在米17年の国際弁護士、吉田大氏が5日、日本テレビ系「情報ライブ ミヤネ屋」(月~金曜午後1時55分)にリモート生出演。ドジャース大谷翔平投手(29)の元通訳で銀行詐欺などの罪に問われている水原一平被告(39)が罪を認め、今後の弁済について解説した。
番組では水原被告の約30億円にわたる弁済額をフリップで説明した。大谷の口座から不正に入手した約26億円と、財務省に支払う約3億8000万円分ある。内訳は追加徴税約1億9000万円(虚偽の納税申告)と銀行詐欺の罰金約1億5000万円と虚偽申告の罰金約4000万円。
吉田氏は「今回、和解文書の中に大谷選手への弁済が入ってます。よって、今後の量刑の中で高い確率で、大谷選手への弁済が含まれることになります」と語った。
続けて「恐らくこのまま判決になると思います。そうすることによって、大谷選手としたら別途、裁判を起こさなくても済む、というふうになります」と語った。
米国では「犯罪被害者の権利法」の見地から今後、大谷サイドから「犯罪被害の影響に関する声明」を出す可能性についても言及した。「今回見ていても、司法当局と弁護士、この2者の間でどんどん話が進んでしまっている。

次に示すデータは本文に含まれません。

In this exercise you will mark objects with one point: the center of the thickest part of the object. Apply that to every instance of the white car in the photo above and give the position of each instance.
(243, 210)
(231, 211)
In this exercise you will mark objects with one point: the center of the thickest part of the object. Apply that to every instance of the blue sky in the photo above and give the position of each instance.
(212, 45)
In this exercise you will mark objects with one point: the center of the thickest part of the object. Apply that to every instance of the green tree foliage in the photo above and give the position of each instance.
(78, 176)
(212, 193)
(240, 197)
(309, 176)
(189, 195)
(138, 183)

お金が流出してしまった大谷選手の心情はどうなるんだっていうことで、要所要所で犯罪被害者の声を直接量刑を決める裁判官に届けよう、というのを制度化しているが、権利であって義務ではありません」と語った。
続けて「この権利を行使するというところで、大谷選手としては、裁判所に対してこんなにつらい思いをしたので、より量刑を決める際には、重い方に考えてくださいという意図がある可能性はあると思います」と解説。同文書について「原則、公開されるものではない。素直に個人の思いを裁判官に伝えてほしいというのがこの制度の趣旨です」と語った。

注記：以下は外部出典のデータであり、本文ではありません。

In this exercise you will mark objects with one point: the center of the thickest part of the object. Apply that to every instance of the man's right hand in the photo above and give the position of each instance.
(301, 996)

MLBは4日(日本時間5日)、水原被告が有罪を認めたことを受け、大谷と水原被告にからむ違法賭博問題の調査を終了したことを発表。文書で「これまで明らかになっている連邦捜査機関の徹底的な捜査の内容と、MLBが集めた情報、そして司法の手続きにより事件が解決に至っていることを吟味した結果、ショウヘイ・オオタニは詐欺の被害者とみなし、本件の調査を終了した」と声明を発表した。